The long distance connection crackled and hissed once more as Carter Street absorbed Perry Mason's words. "All right, Mr. Mason, have it your way. Would you please tell Della that our grandmother is in the hospital and is not expected to live much longer than a few hours. Our father would appreciate it if Della graced us with her presence as soon as possible."
Perry was momentarily stunned at the unexpected request. "I'll tell Della when she's available," he promised in as formal a manner as Carter Street's tone of voice.
"See that you do, Mr. Mason." Then Carter Street hung up the phone.

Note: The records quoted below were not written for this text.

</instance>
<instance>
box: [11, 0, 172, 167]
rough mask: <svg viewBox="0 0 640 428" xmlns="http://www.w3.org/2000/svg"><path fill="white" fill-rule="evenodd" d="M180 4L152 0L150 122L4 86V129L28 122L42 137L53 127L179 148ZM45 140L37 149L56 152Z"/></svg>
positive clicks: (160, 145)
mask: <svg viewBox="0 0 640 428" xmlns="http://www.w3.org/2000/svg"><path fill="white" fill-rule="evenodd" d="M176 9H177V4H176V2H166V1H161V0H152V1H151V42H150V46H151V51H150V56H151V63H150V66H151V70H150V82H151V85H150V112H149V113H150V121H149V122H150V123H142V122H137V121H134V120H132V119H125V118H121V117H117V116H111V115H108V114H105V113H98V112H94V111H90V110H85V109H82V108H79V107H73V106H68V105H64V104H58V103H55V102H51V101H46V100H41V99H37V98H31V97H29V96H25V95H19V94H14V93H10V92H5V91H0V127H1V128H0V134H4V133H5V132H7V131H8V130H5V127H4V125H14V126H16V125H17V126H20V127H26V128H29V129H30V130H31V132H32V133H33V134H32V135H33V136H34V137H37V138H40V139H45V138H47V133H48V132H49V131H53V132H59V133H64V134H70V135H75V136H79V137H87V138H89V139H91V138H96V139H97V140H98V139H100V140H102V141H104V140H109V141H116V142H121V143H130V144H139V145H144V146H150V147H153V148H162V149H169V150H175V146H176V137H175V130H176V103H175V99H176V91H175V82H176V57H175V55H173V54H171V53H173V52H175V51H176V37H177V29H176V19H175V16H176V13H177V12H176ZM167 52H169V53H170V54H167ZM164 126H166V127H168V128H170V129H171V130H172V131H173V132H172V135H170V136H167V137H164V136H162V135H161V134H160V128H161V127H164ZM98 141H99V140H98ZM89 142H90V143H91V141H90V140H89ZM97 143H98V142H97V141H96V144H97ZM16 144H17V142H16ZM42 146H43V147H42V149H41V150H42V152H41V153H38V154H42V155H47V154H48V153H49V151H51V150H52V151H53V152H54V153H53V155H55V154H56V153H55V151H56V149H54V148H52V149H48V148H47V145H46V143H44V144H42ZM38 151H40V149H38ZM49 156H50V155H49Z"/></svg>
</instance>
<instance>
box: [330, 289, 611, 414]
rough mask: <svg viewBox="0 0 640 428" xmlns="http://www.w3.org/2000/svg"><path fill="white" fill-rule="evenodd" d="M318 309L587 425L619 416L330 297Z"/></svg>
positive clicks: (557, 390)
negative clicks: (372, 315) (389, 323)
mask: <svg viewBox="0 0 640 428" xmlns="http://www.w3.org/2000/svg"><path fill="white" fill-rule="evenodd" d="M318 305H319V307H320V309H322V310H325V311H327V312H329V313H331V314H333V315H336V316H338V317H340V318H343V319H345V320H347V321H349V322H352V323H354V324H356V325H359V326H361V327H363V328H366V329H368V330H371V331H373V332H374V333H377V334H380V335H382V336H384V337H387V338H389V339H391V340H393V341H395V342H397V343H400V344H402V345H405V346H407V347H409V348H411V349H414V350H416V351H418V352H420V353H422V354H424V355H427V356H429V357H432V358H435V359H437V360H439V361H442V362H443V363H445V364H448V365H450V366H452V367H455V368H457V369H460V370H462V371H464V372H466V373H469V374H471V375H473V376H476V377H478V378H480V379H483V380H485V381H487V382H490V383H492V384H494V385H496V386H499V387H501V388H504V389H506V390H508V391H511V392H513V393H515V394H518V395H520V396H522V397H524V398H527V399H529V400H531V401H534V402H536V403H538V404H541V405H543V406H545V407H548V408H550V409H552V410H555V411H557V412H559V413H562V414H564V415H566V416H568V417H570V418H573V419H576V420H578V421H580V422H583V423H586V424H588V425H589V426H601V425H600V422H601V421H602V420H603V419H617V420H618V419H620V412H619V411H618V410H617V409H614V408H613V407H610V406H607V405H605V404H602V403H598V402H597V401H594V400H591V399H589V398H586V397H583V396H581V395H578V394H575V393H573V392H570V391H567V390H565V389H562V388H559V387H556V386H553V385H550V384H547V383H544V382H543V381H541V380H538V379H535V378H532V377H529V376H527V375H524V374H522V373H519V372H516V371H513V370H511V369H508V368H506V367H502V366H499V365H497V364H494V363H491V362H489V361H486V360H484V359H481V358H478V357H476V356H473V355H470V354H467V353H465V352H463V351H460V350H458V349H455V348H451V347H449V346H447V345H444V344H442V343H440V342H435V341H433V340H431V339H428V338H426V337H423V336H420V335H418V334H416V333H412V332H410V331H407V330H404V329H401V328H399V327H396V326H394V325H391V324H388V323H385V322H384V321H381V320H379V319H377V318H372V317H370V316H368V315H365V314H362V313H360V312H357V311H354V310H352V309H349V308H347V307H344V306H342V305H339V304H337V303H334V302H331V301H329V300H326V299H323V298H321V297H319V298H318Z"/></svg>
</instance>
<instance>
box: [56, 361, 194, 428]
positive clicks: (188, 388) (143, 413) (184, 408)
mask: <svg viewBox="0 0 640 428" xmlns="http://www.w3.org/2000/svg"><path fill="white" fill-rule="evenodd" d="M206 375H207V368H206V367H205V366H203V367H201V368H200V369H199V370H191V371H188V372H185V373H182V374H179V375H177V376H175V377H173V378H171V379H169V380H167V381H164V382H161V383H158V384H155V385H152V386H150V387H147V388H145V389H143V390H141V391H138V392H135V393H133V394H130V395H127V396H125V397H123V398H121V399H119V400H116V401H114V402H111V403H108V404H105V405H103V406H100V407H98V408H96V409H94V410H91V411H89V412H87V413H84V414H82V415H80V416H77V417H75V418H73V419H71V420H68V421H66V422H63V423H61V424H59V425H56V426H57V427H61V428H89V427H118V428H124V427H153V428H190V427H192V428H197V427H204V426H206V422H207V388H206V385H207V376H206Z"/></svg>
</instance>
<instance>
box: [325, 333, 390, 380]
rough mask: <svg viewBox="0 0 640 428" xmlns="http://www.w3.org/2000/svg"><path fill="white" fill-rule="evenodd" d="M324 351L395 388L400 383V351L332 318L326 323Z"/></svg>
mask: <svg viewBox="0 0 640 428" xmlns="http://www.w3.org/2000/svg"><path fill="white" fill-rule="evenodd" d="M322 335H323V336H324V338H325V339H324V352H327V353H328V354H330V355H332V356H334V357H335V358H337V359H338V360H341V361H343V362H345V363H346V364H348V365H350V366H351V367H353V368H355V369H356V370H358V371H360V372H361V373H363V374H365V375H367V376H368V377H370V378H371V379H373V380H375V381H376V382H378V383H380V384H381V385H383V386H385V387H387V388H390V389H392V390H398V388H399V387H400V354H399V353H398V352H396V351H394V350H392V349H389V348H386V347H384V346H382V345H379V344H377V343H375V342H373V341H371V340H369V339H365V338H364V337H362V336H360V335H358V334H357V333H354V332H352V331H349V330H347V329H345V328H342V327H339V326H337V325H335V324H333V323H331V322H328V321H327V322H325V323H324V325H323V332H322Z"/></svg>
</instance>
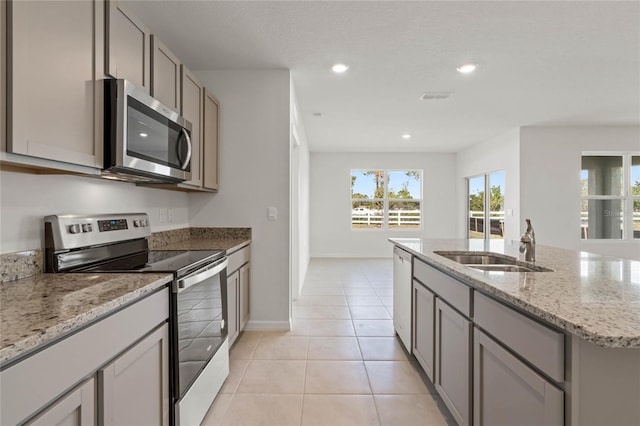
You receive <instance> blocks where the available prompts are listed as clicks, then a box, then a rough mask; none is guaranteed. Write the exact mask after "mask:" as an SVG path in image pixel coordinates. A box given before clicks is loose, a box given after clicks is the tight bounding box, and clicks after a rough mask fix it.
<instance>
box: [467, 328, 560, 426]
mask: <svg viewBox="0 0 640 426" xmlns="http://www.w3.org/2000/svg"><path fill="white" fill-rule="evenodd" d="M473 413H474V426H483V425H486V426H489V425H491V426H501V425H504V426H512V425H520V426H529V425H530V426H540V425H547V426H554V425H558V426H559V425H562V424H564V393H563V392H562V391H561V390H560V389H558V388H556V387H555V386H554V385H553V384H552V383H551V382H549V381H547V380H545V379H544V378H543V377H542V376H540V375H539V374H537V373H536V372H535V371H534V370H532V369H531V368H529V367H528V366H527V365H526V364H524V363H523V362H521V361H520V360H519V359H517V358H516V357H515V356H513V355H512V354H511V353H509V352H508V351H507V350H505V349H504V348H503V347H502V346H501V345H500V344H498V343H497V342H496V341H495V340H493V339H492V338H490V337H489V336H487V335H486V334H484V333H483V332H482V331H480V330H479V329H477V328H476V329H475V330H474V401H473Z"/></svg>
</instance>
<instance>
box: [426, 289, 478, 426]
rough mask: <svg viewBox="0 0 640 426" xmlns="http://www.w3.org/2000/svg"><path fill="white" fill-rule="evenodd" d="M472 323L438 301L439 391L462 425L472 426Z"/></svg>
mask: <svg viewBox="0 0 640 426" xmlns="http://www.w3.org/2000/svg"><path fill="white" fill-rule="evenodd" d="M471 330H472V326H471V322H470V321H469V320H468V319H466V318H465V317H464V316H462V315H461V314H460V313H458V312H457V311H455V310H454V309H453V308H451V307H450V306H449V305H447V304H446V303H444V302H443V301H442V300H441V299H440V298H436V372H435V376H436V382H435V383H436V390H437V391H438V393H439V394H440V396H441V397H442V400H443V401H444V403H445V404H446V405H447V408H449V411H450V412H451V414H452V415H453V417H454V418H455V419H456V422H457V423H458V425H460V426H463V425H470V424H471V418H470V414H471Z"/></svg>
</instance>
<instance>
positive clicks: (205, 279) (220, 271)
mask: <svg viewBox="0 0 640 426" xmlns="http://www.w3.org/2000/svg"><path fill="white" fill-rule="evenodd" d="M227 263H228V261H227V259H225V260H224V261H223V262H219V263H216V264H213V265H211V266H207V267H206V268H204V269H200V270H199V271H197V272H194V273H193V274H191V275H189V276H187V277H185V278H182V279H181V280H178V282H177V283H176V287H175V289H174V293H180V292H181V291H184V290H186V289H188V288H189V287H191V286H192V285H194V284H198V283H200V282H202V281H204V280H206V279H208V278H211V277H213V276H214V275H217V274H219V273H220V272H222V271H223V270H224V269H225V268H226V267H227Z"/></svg>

Perry slowly placed the receiver in the cradle. He stared at the instrument with his lips pursed in thought, then turned on his heel, strode across the hall, and jerked opened the bathroom door without knocking just as the shower was turned off and Della pulled back the curtain. She let out a little yelp.
"Good grief, Perry, when did you come in here?"
"Your brother just called," he blurted. Damn, he was no good at delivering monumental news, always charging in like a herd of elephants.
"Carter? What on earth…why did you answer the phone?" She grabbed a towel from the bar and wrapped it around her slender, dripping body, stepping from the tub at the same time.
"I wasn't thinking. It rang, and I was there, so I picked it up. Della, your grandmother is in the hospital and your brother said she doesn't have much time left."
Della hugged the towel tightly around her. "And?"
"And your father has asked for you to come home."
"I see." She moved past him to stand between the sink and the commode.
"Is that all you have to say?" It occurred to him that her brother had said those very same two words twice in their short conversation.
"Yep." Della reached for a bottle of pink lotion that sat on a glass tray on the back of the commode. She calmly poured a dollop into the palm of her hand and lifted one long, elegant leg to rest on the lowered lid. She bent forward and began to calmly apply the lotion.
"I know you don't hold much affection for her, but she's dying. Can't you muster the tiniest bit of grief?"
"Nope." She lowered the one leg, lifted the other, and slathered it with the fragrant pink lotion as well.
Perry ran his hand through his hair. Maybe this news on top of her mother's unexpected appearance was simply too much for her. "Darling, we have to call the airline – no, we'll call Byron and have him fly us."
"Where do you get this 'we' stuff? She's my grandmother and I'm not going anywhere. Not until tomorrow, that is, when we head to the lake for two glorious weeks." Her hands were now rubbing the lotion up and down her arms unhurriedly.
He grasped her slippery lotion-covered upper arms and shook her gently. "Della, look at me."
Her eyes were large and surprised when she did as bidden. "What's your problem?"
"At this moment my problem is you. Your grandmother is dying and your father has asked for you. They may not be your favorite people in the world, but they are your family and they are reaching out to you. You're going if I have to drag you all the way by your hair."
"I'll be screaming the whole time," she warned, her posture stiff and defiant. "We have far too much to do, and I'm not happy about giving up a single day of our vacation."
"Scream all you want. We are going."
She dropped the towel from her body and turned her back on him. "Get out of my bathroom. I have to finish dressing."